Pinsonat has his sample set at 60 percent white, 29 percent black and the rest as “other” within his sample of 500 respondents. But in the crosstabs under race, he has 298 whites, 145 blacks and 30 “others,” which adds up to 473 respondents. That would make blacks 31 percent of the sample rather than 29 percent, and that’s way too high a number without Barack Obama on the ballot.

All of which tells us that Edwards, at 47 percent, probably overpolls in Pinsonat’s survey.

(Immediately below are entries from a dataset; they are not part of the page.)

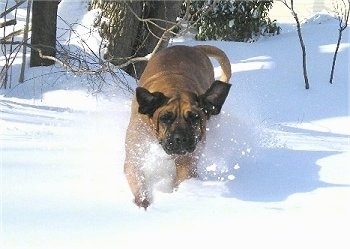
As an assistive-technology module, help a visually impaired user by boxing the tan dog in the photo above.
[124,45,231,209]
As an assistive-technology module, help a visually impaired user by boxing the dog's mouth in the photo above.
[160,135,199,155]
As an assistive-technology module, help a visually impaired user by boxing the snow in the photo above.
[0,1,350,249]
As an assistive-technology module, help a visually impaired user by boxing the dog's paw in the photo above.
[134,197,151,210]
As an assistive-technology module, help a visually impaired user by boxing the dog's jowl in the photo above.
[124,45,231,209]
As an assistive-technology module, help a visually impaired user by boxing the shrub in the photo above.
[182,0,280,42]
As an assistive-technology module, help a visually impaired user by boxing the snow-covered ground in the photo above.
[0,1,350,249]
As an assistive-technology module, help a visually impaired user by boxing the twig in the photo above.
[280,0,310,89]
[329,0,350,84]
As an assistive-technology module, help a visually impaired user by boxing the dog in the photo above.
[124,45,231,209]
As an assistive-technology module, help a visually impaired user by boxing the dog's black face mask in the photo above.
[136,81,231,155]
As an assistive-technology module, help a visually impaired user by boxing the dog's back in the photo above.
[139,45,231,93]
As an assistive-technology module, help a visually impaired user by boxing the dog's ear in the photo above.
[198,80,231,117]
[136,87,168,116]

But nobody should look at this poll from a Republican perspective and be satisfied. Abraham ought to be in the 30’s right now and Rispone ought to be in the 20’s, and neither one has really hit his stride. The poll has Edwards at 54-39 on approval, while Abraham is 41-41 and Rispone is underwater at 37-43. Yes, it’s a great bet that when President Trump comes down for the runoff and the GOP unites behind one candidate this race will start to look more like you would expect in a red state, but it still looks like there’s a lot of work to do.

So nobody ought to be happy.

That includes Edwards. He might look at this poll and think he’s poised to win in the primary, but if he can’t translate 54 percent approval to 50 percent electoral support that’s an indication that approval number is awfully lukewarm and Louisiana can take him or leave him, so one good political hit could finish him off.